約1年2カ月ぶりに運行を再開したJR西日本の豪華寝台列車「TWILIGHT EXPRESS瑞風(みずかぜ)」。前回の記事ではコロナ対策により、さまざまな負担が発生したことを紹介した。それでも定員28人の特別な列車を走らせる背景には、何があるのだろうか。

運行を再開した瑞風には20人近いクルーが乗り込んでいる
運行を再開した瑞風には20人近いクルーが乗り込んでいる

 手厚い接客を売りにする瑞風には、20人近いクルーが乗り込んでいる。そのほとんどはJR西の子会社で飲食事業や車内販売を担当するジェイアール西日本フードサービスネットの所属だが、2人だけJR西の社員がいる。

 1人は列車の中でのサービスを統括する最高責任者「列車長」だ。
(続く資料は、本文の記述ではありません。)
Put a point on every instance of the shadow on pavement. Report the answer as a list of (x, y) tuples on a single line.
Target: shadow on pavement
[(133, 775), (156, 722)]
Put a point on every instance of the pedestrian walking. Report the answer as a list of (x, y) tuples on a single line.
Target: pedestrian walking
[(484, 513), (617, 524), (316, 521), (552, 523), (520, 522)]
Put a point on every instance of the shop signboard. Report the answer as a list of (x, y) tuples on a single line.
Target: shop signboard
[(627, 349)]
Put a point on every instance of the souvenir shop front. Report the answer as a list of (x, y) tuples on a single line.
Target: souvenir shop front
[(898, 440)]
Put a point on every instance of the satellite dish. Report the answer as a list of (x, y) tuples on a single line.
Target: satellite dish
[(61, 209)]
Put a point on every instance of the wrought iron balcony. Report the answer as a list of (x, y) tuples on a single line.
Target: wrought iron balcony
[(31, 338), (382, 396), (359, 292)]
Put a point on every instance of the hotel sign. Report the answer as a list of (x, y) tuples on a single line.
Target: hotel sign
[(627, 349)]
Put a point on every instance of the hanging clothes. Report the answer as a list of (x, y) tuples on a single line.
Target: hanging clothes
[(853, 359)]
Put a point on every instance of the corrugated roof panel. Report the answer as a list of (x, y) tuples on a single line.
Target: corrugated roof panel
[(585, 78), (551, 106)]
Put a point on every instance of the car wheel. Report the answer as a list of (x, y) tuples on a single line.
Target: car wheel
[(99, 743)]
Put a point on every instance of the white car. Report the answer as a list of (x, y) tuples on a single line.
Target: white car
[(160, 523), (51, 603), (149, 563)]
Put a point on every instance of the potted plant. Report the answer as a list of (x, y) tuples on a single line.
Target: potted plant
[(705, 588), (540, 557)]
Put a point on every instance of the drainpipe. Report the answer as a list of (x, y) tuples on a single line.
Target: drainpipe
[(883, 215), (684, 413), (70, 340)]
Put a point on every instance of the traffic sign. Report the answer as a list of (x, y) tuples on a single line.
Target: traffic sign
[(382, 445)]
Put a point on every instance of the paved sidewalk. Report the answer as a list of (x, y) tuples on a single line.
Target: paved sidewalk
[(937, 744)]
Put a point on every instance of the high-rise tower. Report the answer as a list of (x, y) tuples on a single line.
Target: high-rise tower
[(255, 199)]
JR西の本社にある「瑞風推進事業部 列車企画(品質・オペレーション管理)」に属する6人が、月1~2回のペースで乗務している。

 本社でサービスを立案するだけでなく「実際に現場に出て、お客様と直接対話し、サービスの改善につなげる」と列車長の平田壮輔氏は言う。乗務が終わる度に、クルー全員で振り返りのミーティングを開き、乗客の反応などを集約する。早ければ次の列車からサービス内容を微修正することもある。

列車長の平田壮輔氏。大阪環状線などの車掌から、社内公募で瑞風の列車長に抜てきされた
列車長の平田壮輔氏。大阪環状線などの車掌から、社内公募で瑞風の列車長に抜てきされた

 乗客の声を大きな改善につなげた例としては、今年9月に予定している運行経路の見直しがある。新大阪を起点に山陽本線・山陰本線を2泊3日で周遊するコースの経路だ。
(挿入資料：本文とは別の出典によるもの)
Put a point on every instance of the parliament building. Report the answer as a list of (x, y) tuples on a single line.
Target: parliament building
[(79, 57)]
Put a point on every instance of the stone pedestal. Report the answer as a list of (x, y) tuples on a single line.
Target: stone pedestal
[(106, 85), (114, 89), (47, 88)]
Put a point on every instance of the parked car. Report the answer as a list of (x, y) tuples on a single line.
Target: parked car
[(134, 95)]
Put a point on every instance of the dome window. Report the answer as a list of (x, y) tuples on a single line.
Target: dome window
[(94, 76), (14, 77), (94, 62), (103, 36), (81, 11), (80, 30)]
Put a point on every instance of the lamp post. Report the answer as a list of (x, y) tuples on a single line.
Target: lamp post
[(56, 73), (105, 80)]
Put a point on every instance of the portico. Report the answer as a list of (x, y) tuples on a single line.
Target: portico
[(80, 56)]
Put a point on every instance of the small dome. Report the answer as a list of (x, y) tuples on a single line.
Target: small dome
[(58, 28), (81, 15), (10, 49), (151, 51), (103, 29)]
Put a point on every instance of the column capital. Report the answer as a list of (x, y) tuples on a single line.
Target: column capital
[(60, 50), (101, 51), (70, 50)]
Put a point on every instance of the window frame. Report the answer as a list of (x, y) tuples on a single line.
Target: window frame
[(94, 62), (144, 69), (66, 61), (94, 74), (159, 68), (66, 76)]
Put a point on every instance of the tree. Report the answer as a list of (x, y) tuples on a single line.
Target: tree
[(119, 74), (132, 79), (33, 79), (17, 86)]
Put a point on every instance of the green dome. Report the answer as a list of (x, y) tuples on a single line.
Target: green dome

 これまでは1泊目の夕方から翌朝にかけて、山陽本線を岡山駅から本州最西端の下関駅(山口県)まで走り、山陰本線に入って宍道駅(島根県)へと走行。その距離は671.4kmに及び、夜通し走り続けていた。「往年の寝台列車をほうふつとさせる」という声がある一方、「走行中の音や振動が気になって眠れない」という意見も多く寄せられていた。
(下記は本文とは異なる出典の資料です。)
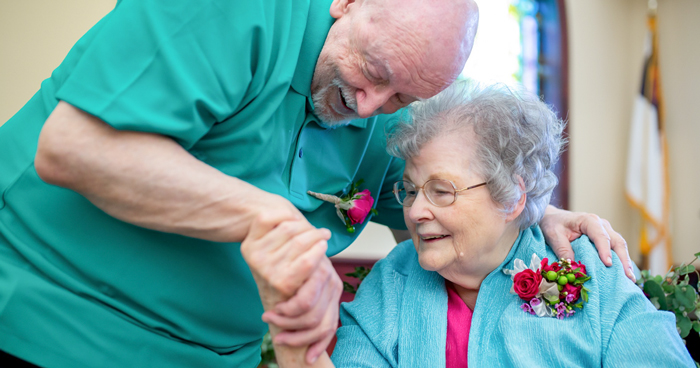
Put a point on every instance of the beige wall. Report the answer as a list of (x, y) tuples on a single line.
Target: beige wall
[(35, 35), (606, 39)]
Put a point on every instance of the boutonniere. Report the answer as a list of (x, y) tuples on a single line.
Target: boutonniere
[(352, 208), (549, 290)]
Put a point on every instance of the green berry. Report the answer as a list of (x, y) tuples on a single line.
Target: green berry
[(563, 280)]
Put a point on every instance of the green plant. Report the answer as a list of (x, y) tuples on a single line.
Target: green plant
[(673, 292)]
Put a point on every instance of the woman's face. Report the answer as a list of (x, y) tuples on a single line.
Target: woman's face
[(469, 237)]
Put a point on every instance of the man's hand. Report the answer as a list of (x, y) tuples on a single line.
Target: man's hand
[(297, 283), (561, 227), (311, 316)]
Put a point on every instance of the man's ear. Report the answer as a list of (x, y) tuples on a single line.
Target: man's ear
[(520, 206), (340, 8)]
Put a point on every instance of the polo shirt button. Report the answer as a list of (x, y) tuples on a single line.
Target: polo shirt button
[(106, 290)]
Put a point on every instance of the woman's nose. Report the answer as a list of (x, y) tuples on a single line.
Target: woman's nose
[(420, 210)]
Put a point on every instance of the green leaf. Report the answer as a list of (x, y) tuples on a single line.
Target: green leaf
[(683, 323), (348, 288), (655, 302), (685, 296), (654, 290), (696, 326)]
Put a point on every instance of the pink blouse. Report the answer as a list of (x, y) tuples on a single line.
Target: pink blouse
[(459, 322)]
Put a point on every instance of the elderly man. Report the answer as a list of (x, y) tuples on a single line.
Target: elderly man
[(130, 178)]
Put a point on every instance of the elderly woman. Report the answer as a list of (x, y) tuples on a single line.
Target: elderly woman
[(477, 285), (478, 177)]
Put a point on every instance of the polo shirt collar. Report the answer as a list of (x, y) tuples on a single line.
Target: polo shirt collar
[(318, 23)]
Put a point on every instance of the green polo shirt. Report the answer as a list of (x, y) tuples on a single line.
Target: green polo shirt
[(230, 82)]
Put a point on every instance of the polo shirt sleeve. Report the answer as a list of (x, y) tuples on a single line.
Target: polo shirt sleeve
[(390, 211), (168, 67)]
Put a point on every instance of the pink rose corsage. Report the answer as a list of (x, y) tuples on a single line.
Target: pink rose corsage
[(352, 208), (549, 290)]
 そこで9月からは下関駅まで行かずに手前の新山口駅で山口線に入って日本海側に抜け、益田駅(島根県)から山陰本線を走るようにショートカットすることにした。140km近い短縮となり、走行時間は少なく済む。その分、駅に長時間停車させることで、静かな環境で眠れるようになる。

優秀な技術職が接客をこなす

 列車に乗り込むもう1人の社員は「テクニカル・サービスクルー」だ。もっとも、その存在に気づく乗客は少ないかもしれない。普段は、約10人いるサービスクルーの1人として接客しているからだ。